Friends and family of the late Tony Thompson, lead singer of the Waco pop group Hi-Five in the 1990s, shared their memories of him Friday at a headstone installation at his grave at Doris Miller Memorial Park.

Thompson received national attention during his years with Hi-Five, a quintet best known for its No. 1 hits “I Like The Way (The Kissing Game)” and “I Can’t Wait Another Minute.” He later pursued a solo career.

Personal problems and music- industry politics kept him from the fame that many had predicted for his talent.

He died at the age of 31 on June 1, 2007, from inhaling Freon from a Waco apartment air-conditioning unit.

Angela Garcia, his girlfriend of four years at the time of his death, organized Friday’s headstone event. She said it took three years to find the black marble overseas for the stone, design and engrave it, then ship it to Waco.

The 2-by-3-foot stone, laid flat at the grave, has a photo of Thompson engraved in its face.

‘Star in Heaven’

“A Star On Earth, Now a Star in Heaven. The Heavenly Choir now has a new lead singer,” reads the inscription, followed by the Bible verse 1 Thessalonians 5:18.

Thompson’s 18-year-old son, Tevin Thompson, as well as Thompson’s father, Tony, and sisters Tanya Kennedy, Sheila Spratt and Deena “DeDe” Smith, were among the family members at the ceremony.

It was a bittersweet day for Tevin, set to graduate from La Vega High School on Friday night.

Science says a container cannot be empty and full at the same time, but “this is my heart today,” he wrote. His words were read by his mother, Lavonda, who stood beside him.

Marcus Sanders, 36, one of the original Hi-Five members, and Garcia read tributes to Tony Thompson’s voice, talent and impact from such musicians and friends as D’wayne Wiggins of Tony Toni Tone, Damion Hall of Guy, Delious Kennedy of All-4-One and Mr. Al Mac of Troop.

Fellow Hi-Fivers Russell Neal, a financial consultant in New York City, and Treston Irby, who lives in Connecticut, weren’t able to attend, but they sent messages.

Impressive talent

Neal shared how Thompson’s singing ability impressed him when Neal, then 9 and a fan of the group New Edition, heard him at a Waco Convention Center talent show.

“I was blown away.

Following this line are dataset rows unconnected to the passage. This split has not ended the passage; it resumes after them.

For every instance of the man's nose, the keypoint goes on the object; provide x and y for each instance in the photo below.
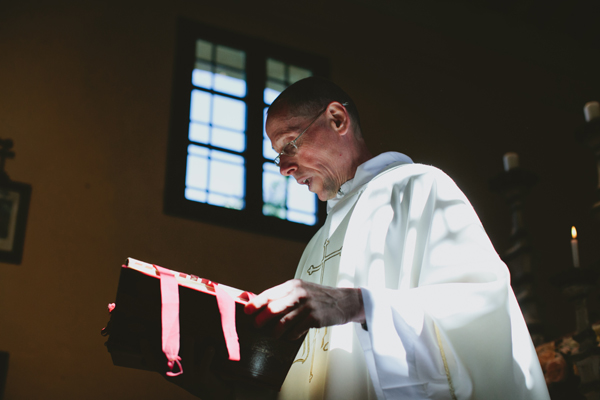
(287, 165)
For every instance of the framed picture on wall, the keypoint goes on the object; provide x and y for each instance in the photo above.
(14, 207)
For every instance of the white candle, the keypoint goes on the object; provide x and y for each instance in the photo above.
(591, 110)
(511, 160)
(575, 247)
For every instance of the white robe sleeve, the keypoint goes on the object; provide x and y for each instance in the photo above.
(444, 284)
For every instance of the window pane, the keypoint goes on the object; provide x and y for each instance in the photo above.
(297, 73)
(229, 113)
(231, 57)
(195, 195)
(273, 211)
(270, 96)
(200, 106)
(232, 83)
(199, 133)
(302, 218)
(203, 50)
(268, 151)
(273, 187)
(299, 198)
(225, 201)
(202, 75)
(275, 69)
(198, 150)
(227, 157)
(226, 178)
(230, 140)
(196, 173)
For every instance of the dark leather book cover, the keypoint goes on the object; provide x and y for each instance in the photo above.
(134, 332)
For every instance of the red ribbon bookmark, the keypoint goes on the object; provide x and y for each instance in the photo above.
(169, 291)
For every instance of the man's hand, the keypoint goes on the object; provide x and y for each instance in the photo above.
(299, 306)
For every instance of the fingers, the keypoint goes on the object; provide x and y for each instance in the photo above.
(293, 324)
(269, 295)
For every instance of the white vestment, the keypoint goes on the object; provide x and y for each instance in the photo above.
(442, 319)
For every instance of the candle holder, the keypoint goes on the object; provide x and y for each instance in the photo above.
(576, 284)
(514, 185)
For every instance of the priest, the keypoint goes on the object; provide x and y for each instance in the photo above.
(401, 292)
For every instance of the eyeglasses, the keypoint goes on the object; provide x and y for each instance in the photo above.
(291, 149)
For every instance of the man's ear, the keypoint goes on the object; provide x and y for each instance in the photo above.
(338, 117)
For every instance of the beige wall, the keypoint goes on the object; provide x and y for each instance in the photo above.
(85, 94)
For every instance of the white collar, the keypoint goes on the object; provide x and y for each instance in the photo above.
(367, 171)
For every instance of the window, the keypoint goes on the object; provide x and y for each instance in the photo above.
(219, 166)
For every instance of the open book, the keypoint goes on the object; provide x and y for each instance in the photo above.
(135, 329)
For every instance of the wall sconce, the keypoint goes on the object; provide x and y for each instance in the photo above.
(14, 207)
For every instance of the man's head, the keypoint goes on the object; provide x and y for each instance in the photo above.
(308, 96)
(331, 146)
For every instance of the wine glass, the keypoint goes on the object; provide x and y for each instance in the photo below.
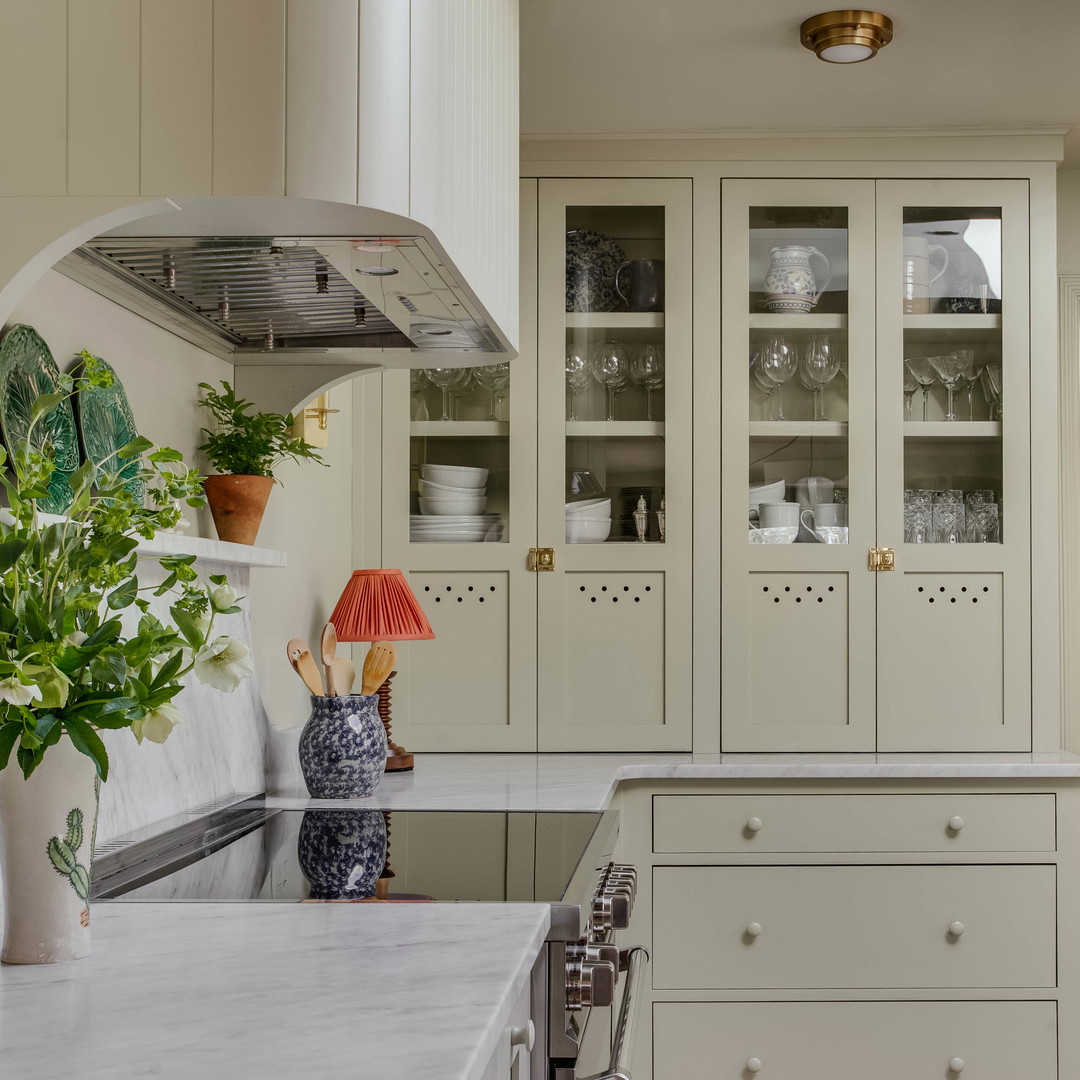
(647, 369)
(611, 370)
(910, 385)
(818, 367)
(921, 370)
(495, 379)
(778, 362)
(578, 374)
(445, 378)
(952, 368)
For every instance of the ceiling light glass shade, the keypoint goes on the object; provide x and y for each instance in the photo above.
(846, 37)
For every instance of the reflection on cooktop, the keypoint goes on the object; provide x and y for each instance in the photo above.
(292, 855)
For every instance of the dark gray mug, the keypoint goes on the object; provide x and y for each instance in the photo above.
(646, 289)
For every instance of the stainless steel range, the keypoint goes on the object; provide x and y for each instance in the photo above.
(257, 853)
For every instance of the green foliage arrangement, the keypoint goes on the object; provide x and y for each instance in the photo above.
(79, 648)
(246, 443)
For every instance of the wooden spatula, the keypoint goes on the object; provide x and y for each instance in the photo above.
(378, 664)
(329, 651)
(304, 664)
(345, 675)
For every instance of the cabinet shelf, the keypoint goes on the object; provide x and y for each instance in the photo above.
(764, 321)
(456, 429)
(609, 428)
(795, 429)
(615, 320)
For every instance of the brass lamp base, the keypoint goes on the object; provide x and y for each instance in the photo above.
(399, 759)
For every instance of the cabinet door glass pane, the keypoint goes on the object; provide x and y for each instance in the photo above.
(953, 364)
(459, 455)
(616, 374)
(797, 381)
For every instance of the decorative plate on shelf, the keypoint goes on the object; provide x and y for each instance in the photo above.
(27, 370)
(106, 424)
(592, 260)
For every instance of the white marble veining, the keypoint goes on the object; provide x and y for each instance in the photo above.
(223, 991)
(584, 782)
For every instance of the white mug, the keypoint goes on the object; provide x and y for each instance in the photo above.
(916, 273)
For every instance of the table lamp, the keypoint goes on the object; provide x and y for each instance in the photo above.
(379, 606)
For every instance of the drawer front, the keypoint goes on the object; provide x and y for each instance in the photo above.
(871, 927)
(751, 823)
(855, 1040)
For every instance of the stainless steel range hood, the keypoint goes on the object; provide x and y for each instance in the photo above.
(302, 297)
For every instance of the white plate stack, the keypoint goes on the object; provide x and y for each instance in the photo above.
(453, 507)
(589, 521)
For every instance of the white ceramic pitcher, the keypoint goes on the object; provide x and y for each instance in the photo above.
(790, 284)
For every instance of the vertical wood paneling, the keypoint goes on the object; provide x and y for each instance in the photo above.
(250, 97)
(385, 67)
(103, 97)
(34, 98)
(321, 99)
(177, 81)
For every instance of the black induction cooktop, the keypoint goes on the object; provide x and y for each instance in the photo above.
(252, 852)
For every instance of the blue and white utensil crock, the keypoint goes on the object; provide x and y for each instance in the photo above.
(343, 747)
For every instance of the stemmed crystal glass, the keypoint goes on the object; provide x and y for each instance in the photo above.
(446, 378)
(578, 374)
(611, 370)
(777, 361)
(920, 369)
(818, 367)
(495, 379)
(647, 369)
(952, 368)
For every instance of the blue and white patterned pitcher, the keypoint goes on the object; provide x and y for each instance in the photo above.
(790, 285)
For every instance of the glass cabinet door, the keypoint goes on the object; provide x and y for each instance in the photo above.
(798, 446)
(954, 639)
(613, 389)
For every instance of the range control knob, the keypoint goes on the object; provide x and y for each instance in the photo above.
(589, 983)
(610, 913)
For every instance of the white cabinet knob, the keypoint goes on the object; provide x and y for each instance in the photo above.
(524, 1037)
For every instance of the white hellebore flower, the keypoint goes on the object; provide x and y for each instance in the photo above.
(17, 693)
(157, 726)
(223, 597)
(224, 663)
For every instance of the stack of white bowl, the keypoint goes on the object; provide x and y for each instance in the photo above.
(453, 504)
(589, 522)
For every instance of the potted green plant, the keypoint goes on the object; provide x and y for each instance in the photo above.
(245, 447)
(80, 652)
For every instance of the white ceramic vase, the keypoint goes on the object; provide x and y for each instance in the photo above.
(46, 841)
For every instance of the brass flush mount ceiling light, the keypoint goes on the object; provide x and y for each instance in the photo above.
(846, 37)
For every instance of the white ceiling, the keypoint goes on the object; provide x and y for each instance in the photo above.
(693, 66)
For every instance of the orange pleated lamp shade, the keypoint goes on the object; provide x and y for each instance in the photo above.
(379, 606)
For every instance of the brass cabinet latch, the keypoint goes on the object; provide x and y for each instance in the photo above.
(541, 558)
(881, 558)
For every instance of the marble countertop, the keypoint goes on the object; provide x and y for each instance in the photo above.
(223, 991)
(585, 782)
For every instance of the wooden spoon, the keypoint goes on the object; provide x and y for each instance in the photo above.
(304, 664)
(345, 675)
(378, 664)
(329, 650)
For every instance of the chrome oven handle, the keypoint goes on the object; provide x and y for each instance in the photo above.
(622, 1047)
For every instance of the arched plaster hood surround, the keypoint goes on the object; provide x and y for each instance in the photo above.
(255, 159)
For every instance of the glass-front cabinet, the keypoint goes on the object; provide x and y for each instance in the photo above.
(875, 410)
(543, 510)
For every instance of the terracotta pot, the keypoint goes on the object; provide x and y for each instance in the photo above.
(46, 836)
(238, 504)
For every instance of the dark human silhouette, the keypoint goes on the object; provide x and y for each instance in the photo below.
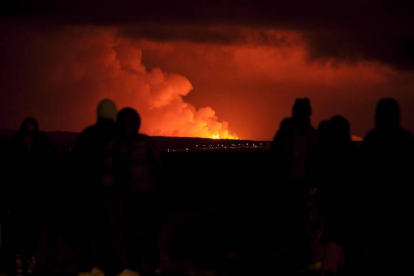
(386, 195)
(27, 194)
(291, 149)
(137, 170)
(91, 237)
(294, 141)
(331, 171)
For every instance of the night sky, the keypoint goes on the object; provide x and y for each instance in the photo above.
(201, 68)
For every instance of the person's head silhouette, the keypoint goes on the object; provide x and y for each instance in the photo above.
(324, 132)
(302, 109)
(128, 121)
(388, 114)
(106, 110)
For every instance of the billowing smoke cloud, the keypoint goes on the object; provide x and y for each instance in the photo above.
(68, 70)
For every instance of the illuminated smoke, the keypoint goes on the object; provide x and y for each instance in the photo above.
(84, 65)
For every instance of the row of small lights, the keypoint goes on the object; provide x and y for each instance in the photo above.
(218, 145)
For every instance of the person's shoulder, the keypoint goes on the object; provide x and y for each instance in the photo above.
(370, 136)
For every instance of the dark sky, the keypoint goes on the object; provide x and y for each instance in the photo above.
(198, 68)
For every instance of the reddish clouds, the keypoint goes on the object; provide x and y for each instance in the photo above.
(188, 88)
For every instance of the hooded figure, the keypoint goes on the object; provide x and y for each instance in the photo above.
(28, 191)
(291, 149)
(293, 142)
(386, 196)
(137, 170)
(94, 166)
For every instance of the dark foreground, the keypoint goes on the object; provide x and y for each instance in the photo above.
(221, 212)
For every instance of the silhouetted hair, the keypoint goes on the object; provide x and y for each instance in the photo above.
(128, 121)
(324, 131)
(387, 114)
(302, 108)
(26, 126)
(340, 129)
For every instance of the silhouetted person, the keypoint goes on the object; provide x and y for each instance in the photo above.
(137, 170)
(387, 194)
(293, 142)
(94, 165)
(291, 150)
(29, 171)
(332, 170)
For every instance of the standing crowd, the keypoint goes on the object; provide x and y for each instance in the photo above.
(340, 206)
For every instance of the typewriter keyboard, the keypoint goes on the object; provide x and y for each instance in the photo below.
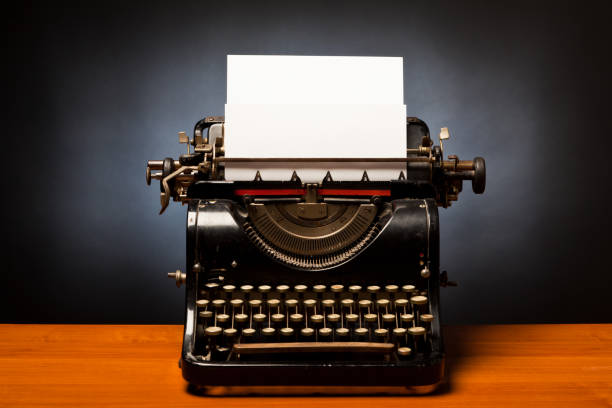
(248, 322)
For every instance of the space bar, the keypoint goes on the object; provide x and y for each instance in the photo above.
(314, 347)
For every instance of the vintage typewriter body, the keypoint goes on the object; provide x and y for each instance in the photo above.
(312, 284)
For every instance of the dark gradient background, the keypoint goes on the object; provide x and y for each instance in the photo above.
(94, 90)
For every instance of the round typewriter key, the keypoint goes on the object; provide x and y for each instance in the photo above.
(328, 303)
(404, 351)
(361, 332)
(268, 331)
(236, 302)
(389, 318)
(278, 317)
(347, 303)
(206, 314)
(418, 300)
(287, 331)
(316, 319)
(336, 288)
(342, 332)
(427, 318)
(381, 334)
(401, 303)
(364, 303)
(333, 318)
(370, 317)
(318, 288)
(310, 303)
(325, 332)
(406, 318)
(296, 317)
(259, 317)
(230, 332)
(416, 331)
(408, 288)
(219, 303)
(273, 302)
(399, 332)
(241, 317)
(391, 288)
(307, 332)
(352, 317)
(213, 331)
(248, 332)
(300, 288)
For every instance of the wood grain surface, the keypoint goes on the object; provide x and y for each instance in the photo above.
(136, 366)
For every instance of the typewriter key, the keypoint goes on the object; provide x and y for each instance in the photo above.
(300, 288)
(325, 334)
(336, 288)
(383, 305)
(296, 317)
(391, 288)
(406, 319)
(205, 314)
(213, 331)
(342, 333)
(404, 352)
(399, 335)
(381, 334)
(230, 332)
(307, 333)
(355, 290)
(259, 317)
(318, 288)
(287, 331)
(278, 317)
(248, 332)
(361, 333)
(268, 332)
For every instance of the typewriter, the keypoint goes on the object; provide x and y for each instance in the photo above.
(334, 283)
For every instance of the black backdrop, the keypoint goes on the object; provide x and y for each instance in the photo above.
(96, 89)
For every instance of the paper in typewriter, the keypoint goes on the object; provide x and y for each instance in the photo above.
(314, 107)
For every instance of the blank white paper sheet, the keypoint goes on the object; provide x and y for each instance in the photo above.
(321, 107)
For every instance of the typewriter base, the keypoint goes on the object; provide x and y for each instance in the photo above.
(415, 376)
(313, 390)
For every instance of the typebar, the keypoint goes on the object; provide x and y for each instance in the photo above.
(314, 347)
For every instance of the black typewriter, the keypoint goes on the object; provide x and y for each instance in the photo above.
(333, 283)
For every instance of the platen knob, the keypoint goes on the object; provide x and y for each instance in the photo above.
(480, 176)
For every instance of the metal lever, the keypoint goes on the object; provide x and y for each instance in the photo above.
(178, 276)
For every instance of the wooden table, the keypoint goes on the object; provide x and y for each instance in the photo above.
(129, 366)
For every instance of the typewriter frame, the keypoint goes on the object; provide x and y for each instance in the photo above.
(418, 371)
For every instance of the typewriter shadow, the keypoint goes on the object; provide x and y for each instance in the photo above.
(454, 338)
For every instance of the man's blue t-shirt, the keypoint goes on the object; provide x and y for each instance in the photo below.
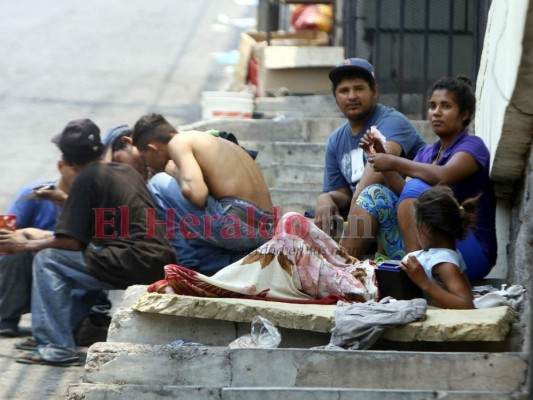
(34, 213)
(345, 161)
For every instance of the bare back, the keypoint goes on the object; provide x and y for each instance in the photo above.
(225, 168)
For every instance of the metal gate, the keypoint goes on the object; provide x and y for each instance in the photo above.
(414, 42)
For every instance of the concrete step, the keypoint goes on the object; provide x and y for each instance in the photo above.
(297, 200)
(284, 129)
(109, 363)
(294, 153)
(306, 129)
(154, 392)
(295, 176)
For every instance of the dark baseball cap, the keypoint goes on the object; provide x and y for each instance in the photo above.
(80, 141)
(351, 64)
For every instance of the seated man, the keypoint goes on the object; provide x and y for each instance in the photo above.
(102, 241)
(193, 252)
(36, 207)
(346, 172)
(223, 200)
(35, 218)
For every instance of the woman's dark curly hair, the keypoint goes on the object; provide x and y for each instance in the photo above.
(439, 209)
(461, 87)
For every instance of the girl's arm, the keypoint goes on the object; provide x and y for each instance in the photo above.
(458, 294)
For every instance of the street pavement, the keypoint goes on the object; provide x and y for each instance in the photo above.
(111, 61)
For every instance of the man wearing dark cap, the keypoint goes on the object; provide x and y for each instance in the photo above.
(346, 172)
(103, 240)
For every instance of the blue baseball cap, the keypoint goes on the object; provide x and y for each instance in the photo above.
(80, 141)
(110, 137)
(351, 64)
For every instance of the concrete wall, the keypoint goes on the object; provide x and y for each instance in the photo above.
(503, 120)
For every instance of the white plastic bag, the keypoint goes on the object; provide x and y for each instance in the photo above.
(264, 335)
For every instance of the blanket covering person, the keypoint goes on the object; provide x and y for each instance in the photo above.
(299, 264)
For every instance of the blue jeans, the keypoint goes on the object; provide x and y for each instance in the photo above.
(56, 274)
(15, 288)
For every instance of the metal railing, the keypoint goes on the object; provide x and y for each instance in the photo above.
(414, 42)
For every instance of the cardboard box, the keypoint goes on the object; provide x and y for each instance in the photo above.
(298, 61)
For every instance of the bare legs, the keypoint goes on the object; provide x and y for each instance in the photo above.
(360, 232)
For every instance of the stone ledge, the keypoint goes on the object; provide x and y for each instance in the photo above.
(492, 324)
(310, 317)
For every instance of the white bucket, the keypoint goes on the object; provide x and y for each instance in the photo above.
(227, 105)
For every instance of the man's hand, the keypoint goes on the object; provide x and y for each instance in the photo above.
(12, 241)
(382, 162)
(50, 192)
(373, 141)
(35, 233)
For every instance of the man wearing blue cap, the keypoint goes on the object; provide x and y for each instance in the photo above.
(346, 173)
(102, 240)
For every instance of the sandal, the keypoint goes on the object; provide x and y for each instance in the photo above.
(51, 354)
(29, 344)
(9, 332)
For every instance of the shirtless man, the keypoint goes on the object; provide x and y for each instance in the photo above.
(224, 199)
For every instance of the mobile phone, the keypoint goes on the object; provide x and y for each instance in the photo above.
(31, 195)
(8, 221)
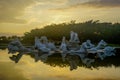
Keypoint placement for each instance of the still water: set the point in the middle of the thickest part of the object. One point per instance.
(28, 69)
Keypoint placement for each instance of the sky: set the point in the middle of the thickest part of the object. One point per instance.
(20, 16)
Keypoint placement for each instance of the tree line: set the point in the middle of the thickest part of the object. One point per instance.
(93, 30)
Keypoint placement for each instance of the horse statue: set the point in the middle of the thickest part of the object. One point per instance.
(74, 37)
(16, 46)
(107, 51)
(82, 53)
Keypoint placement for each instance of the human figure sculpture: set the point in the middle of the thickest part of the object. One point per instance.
(74, 37)
(51, 45)
(41, 46)
(88, 44)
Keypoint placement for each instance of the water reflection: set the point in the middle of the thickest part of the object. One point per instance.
(73, 61)
(55, 69)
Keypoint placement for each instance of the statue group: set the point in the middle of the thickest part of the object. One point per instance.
(43, 48)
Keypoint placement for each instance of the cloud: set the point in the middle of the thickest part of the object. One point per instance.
(9, 72)
(72, 4)
(12, 9)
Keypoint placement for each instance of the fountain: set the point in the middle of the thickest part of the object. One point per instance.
(44, 48)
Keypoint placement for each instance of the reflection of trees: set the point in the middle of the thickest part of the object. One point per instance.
(74, 61)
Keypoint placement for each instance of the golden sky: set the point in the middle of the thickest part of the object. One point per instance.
(19, 16)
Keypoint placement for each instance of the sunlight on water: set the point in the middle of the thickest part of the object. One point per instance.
(28, 69)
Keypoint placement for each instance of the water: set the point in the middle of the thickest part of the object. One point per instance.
(28, 69)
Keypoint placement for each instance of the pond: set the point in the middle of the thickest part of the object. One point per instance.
(28, 69)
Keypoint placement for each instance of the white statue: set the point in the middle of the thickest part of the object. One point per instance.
(74, 37)
(88, 44)
(40, 46)
(63, 45)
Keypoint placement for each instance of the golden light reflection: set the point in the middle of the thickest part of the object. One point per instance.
(38, 70)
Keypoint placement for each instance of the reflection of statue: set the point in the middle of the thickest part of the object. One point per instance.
(70, 52)
(16, 46)
(63, 45)
(107, 51)
(83, 55)
(74, 37)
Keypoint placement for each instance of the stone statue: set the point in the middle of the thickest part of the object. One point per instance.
(74, 37)
(40, 46)
(63, 45)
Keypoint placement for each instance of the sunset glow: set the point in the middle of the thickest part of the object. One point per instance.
(20, 16)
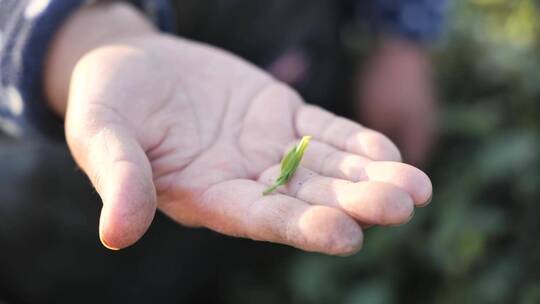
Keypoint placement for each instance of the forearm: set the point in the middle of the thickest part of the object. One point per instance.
(89, 28)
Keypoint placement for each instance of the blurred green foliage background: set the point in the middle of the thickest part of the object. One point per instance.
(478, 242)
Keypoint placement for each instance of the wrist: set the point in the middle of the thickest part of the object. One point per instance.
(90, 28)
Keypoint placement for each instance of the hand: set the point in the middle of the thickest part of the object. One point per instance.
(162, 122)
(396, 97)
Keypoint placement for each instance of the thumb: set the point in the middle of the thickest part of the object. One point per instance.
(119, 170)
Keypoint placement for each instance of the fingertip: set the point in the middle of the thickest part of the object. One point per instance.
(378, 203)
(129, 207)
(332, 231)
(415, 182)
(376, 146)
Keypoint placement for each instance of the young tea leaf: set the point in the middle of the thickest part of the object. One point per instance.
(289, 164)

He was better than (New Edition lead singer) Ralph Tresvant,” Neal said. “In my humble opinion, Tony was and is the greatest who ever did it.”

Irby recalled how he and Thompson swapped jackets with their names during an appearance on “The Arsenio Hall Show.”

Julia R. Barrera, an administrator with Pratt & Whitney aircraft manufacturers in San Antonio, served as Hi-Five’s tutor during tours in 1991 and 1992. She shared her memories of Thompson’s love of performing, his curiosity and constant activity.

“It was one of the best times of my life,” she told the audience of about 20 at the cemetery.

Sanders still lives in Waco and works at Powers Industrial.

He brought fellow Hi-Fiver Roderick “Pooh” Clark and his wheelchair to the ceremony.

A 1992 car accident in Miami involving Hi-Five left Clark partially paralyzed and injured three fellow singers.

Not the same

The group never regained the momentum it enjoyed before the accident, as new members joined and original ones departed in the years that followed.

Clark expressed a lingering frustration that local media and Waco never gave credit to Hi-Five or Thompson for the group’s national achievement.

No Waco musician or group has had a No. 1 song on the Billboard music charts since that time.

Proud of roots

“We were all from Waco, and we were proud to let people know that,” he said.

“(Tony) was a great singer and we supported him,” Sanders said.

He added that while Hi-Five’s members were young when fame hit, they wanted others to know that Waco had talent, too.

“We enjoyed letting the people in Waco know that it was possible,” he said.